• Question: What part of our brain do we use when we are searching for something?

    Asked by lilltemisslucielawsonbraniacgirl to David, Jonathan, Ou, Pete, Sam on 31 May 2012.
    • Photo: Pete Etchells

      Pete Etchells answered on 31 May 2012:


      Great question! I’m a vision scientist, and we do quite a lot of work on how we search for things. The answer to your question is that we use quite a lot of our brain, if not most of it! We use areas for making decisions, in the frontal lobes – we need to decide what it is that we’re going to look for. We also you a lot of areas of the brain that are to do with vision and moving. So we’ll use areas like the superior colliculus and cerebellum (which are very, very old parts of the brain) to co-ordinate our eye and head movements when we’re looking around. We also might use parts of the cortex that are involved in colour and motion processing (called V4 and V5), to help distinguish between things that are moving and things that aren’t, and to tell the difference between things of different colours.

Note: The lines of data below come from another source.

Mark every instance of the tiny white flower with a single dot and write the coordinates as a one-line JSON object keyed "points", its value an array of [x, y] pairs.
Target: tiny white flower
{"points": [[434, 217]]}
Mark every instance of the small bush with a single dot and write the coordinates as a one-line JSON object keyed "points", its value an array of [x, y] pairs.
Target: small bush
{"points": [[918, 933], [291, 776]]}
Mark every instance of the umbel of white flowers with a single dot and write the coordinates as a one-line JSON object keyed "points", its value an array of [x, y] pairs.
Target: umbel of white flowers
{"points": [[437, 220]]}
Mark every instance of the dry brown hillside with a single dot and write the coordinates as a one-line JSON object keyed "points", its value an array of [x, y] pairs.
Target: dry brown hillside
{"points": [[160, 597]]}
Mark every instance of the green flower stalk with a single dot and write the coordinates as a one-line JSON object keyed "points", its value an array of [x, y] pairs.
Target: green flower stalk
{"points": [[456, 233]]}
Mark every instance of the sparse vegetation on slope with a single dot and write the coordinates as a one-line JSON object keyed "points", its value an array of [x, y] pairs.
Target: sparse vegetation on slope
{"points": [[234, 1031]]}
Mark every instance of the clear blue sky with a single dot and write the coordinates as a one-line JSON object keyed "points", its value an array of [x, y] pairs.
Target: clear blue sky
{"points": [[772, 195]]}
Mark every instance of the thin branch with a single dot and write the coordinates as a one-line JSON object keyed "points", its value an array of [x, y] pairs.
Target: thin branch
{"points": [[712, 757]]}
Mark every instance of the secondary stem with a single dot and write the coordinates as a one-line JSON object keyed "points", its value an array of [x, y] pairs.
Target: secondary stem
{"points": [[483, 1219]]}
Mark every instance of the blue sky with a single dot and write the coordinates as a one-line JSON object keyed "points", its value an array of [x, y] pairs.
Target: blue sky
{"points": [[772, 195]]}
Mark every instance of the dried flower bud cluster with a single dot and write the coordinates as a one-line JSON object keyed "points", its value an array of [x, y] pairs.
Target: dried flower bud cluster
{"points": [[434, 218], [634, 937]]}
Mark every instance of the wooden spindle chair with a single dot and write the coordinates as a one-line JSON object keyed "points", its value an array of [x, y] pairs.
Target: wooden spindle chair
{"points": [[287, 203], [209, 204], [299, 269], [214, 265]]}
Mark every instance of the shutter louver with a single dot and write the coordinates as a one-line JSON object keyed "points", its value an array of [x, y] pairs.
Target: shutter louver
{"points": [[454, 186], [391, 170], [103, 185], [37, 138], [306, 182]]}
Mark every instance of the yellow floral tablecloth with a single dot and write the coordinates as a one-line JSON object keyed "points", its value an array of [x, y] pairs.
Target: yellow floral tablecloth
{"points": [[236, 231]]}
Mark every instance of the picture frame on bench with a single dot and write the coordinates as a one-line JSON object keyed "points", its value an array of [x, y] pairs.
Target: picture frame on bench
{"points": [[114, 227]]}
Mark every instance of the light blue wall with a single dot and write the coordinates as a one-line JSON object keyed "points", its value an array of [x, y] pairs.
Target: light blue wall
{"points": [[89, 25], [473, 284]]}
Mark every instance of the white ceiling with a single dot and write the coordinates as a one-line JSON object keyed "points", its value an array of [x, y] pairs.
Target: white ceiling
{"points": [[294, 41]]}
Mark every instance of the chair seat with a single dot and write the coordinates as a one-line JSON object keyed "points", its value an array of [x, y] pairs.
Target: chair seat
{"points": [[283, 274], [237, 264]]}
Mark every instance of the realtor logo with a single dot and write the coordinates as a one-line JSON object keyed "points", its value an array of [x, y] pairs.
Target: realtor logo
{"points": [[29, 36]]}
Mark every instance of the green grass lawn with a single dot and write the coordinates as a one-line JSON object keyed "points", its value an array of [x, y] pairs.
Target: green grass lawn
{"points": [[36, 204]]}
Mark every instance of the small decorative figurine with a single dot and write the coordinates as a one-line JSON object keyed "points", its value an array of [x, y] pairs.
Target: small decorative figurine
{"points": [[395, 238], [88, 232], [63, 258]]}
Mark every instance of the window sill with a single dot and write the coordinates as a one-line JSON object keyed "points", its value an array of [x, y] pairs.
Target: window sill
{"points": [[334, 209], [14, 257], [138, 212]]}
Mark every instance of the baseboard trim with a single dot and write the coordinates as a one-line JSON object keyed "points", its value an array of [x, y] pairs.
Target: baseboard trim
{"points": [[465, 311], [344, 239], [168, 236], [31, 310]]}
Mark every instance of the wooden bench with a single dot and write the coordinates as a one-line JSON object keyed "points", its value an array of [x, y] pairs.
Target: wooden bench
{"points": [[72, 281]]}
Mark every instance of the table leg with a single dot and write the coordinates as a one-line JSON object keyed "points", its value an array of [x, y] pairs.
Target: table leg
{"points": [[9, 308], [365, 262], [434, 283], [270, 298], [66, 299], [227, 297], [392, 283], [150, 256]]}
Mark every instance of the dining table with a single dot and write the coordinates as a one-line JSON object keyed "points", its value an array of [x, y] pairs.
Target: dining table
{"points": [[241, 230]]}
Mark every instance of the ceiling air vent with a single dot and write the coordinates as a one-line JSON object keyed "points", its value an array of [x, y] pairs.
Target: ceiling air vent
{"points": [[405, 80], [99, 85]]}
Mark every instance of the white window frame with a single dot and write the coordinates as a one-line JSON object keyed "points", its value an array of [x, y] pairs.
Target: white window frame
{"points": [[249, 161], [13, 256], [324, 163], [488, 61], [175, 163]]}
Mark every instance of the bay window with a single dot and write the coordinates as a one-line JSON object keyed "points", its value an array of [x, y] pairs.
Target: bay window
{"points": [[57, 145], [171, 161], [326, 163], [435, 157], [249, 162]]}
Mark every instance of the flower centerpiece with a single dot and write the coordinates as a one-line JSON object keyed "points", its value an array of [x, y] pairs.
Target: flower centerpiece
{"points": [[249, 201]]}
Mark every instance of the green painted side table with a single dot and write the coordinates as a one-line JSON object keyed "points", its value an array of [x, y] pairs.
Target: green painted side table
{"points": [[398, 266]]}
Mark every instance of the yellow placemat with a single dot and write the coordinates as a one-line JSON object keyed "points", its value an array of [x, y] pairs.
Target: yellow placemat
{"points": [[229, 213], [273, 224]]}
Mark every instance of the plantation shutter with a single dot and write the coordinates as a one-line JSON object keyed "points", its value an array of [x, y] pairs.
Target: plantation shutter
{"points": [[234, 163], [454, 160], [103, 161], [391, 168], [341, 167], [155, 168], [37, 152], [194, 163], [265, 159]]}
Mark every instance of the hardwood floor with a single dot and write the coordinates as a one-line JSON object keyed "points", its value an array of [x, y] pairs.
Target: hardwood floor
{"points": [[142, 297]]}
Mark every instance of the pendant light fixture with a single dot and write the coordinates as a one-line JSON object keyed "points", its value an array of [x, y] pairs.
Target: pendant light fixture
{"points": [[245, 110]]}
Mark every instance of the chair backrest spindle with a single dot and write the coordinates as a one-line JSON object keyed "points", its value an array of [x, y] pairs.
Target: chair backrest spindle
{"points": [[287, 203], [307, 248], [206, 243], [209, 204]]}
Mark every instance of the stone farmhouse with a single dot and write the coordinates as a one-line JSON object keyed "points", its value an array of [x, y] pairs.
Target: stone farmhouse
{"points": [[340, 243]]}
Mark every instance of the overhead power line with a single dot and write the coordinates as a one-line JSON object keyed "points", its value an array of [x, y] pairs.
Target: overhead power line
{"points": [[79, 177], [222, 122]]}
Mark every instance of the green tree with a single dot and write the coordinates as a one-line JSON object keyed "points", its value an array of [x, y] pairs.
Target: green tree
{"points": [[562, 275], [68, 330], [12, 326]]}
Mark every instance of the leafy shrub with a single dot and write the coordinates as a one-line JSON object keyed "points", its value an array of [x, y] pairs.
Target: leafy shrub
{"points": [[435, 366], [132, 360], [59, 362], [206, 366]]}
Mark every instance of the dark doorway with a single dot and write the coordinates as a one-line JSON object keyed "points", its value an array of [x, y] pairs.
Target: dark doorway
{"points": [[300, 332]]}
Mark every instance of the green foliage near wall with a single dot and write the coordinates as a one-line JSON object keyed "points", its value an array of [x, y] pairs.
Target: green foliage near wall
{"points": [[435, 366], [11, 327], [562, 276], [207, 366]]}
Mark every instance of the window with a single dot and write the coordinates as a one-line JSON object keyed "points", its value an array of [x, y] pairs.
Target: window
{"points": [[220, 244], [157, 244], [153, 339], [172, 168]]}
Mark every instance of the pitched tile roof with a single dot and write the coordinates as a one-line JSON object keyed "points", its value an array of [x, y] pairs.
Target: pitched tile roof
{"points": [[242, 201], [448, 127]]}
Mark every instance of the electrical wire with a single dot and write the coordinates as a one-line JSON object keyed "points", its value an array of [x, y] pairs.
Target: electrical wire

      We might also use parts of our motor cortex, if we need to move our bodies around a room to search for something. If we’re looking for the source of a smell, we’ll use a part of our brain called the olfactory bulb, which processes smells and helps us to figure out what it is. If we’re looking for something like an alarm that’s going off, we’ll use the parts of our brain that process sound (for example, the primary auditory cortex). And if we’re looking for something that we’ve lost, then we might use the parts of our brain that store memories, to try and remember where it was the last time that we saw it (so things like the hippocampus, striatum, and mamilliary bodies). If it’s something scary that we’re trying to find, we might use the amygdala, which helps us with processing threatening things.

      So I guess the answer to your question, really, is that we use all of our brain!